The movie centers on Dr. Tang Yunlong (Vincent Zhao of True Legend). He comes across as a strait laced Indiana Jones type. We first meet him as he tries to ascertain the authenticity of an ancient sword. In short order, he finds the sword to be a fake, but hidden inside the box is what looks like a treasure map. So, he drops the bomb about the fake sword and fights his way out with the map.
The map shows the locations of the seven treasures of Wudang Mountain. Fortunately, there is a martial arts competition about to be held at the mountain monastery that only happens once every 500 years, reminiscent of the competition in Enter the Dragon, that sets up a cover for Yunlong to go to the mountain. He heads off to the competition with his daughter, Ning (Xu Jiao), who will be one of the competition fighters. Also at the competition is a mysterious woman, Xian Tin (Mini Yang), who stole her invitation to the tournament. Rounding out our main players is a local monk in training, Shui Heiyi (Fan Siu-Wong, star of cult film Riki-Oh: The Story of Ricky). He lives on the mountain in the hope that his sick mother gets cured.

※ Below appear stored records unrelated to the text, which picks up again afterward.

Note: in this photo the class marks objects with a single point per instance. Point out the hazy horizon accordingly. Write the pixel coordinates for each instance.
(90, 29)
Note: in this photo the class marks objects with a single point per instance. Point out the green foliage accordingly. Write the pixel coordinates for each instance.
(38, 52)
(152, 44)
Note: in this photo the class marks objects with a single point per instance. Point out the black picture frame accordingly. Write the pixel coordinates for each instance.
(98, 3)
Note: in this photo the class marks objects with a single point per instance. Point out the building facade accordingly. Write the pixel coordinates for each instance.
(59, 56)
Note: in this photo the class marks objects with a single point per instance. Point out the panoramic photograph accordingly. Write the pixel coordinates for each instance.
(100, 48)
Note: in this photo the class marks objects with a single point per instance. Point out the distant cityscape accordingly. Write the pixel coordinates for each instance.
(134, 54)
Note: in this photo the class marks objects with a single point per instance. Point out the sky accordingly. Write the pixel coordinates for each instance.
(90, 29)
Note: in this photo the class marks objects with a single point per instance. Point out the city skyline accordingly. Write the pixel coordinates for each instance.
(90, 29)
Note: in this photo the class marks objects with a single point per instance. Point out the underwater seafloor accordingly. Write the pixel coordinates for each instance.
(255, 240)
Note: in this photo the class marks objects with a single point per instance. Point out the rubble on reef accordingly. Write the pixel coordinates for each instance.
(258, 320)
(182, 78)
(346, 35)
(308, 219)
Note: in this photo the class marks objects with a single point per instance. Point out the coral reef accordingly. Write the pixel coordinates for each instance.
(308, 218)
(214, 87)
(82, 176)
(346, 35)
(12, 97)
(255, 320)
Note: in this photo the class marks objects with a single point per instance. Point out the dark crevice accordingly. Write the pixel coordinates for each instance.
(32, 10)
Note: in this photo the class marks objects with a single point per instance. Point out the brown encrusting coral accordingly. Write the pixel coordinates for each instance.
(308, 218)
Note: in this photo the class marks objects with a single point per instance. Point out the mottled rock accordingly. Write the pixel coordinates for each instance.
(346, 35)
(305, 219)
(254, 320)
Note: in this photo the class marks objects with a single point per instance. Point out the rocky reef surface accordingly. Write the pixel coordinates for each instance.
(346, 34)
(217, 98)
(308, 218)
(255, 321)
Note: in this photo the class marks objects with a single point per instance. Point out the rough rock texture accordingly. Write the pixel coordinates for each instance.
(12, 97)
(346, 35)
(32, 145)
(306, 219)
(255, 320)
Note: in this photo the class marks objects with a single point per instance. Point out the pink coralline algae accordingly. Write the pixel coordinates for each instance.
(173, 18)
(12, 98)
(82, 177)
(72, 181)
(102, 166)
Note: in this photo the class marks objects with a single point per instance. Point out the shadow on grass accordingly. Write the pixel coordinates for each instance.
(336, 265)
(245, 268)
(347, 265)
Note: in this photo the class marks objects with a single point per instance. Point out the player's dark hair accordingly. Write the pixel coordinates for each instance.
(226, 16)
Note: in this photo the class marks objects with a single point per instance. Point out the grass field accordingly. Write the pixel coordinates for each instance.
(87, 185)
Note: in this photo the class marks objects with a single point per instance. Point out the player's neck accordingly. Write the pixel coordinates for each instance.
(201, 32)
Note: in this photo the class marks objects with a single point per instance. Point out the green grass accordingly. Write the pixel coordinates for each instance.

Anyway, the tournament starts and Yunlong and Xian Tin cross paths as the search for the treasures. Needless to say, adventures are had, fights are fought, and secrets are revealed. It certainly has its moments, but it is far from a must see tale.
Wu Dang, directed by Patrick Leung (Blade of Kings), never truly takes off and fails to take advantage of its setup. The martial arts tournament pops up a couple of times, but considering how rare an event it is, there never seems to be all that much emphasis on it. The same goes for the treasures, I never had any idea what they were or what was so special about them. There is a distinct lack of flow throughout the movie, there is little connective tissue between the various threads. One minute we are watching the young Ning and Shui talking, the next we have a fight for one of the treasures between Yunlong and the Xian Tin.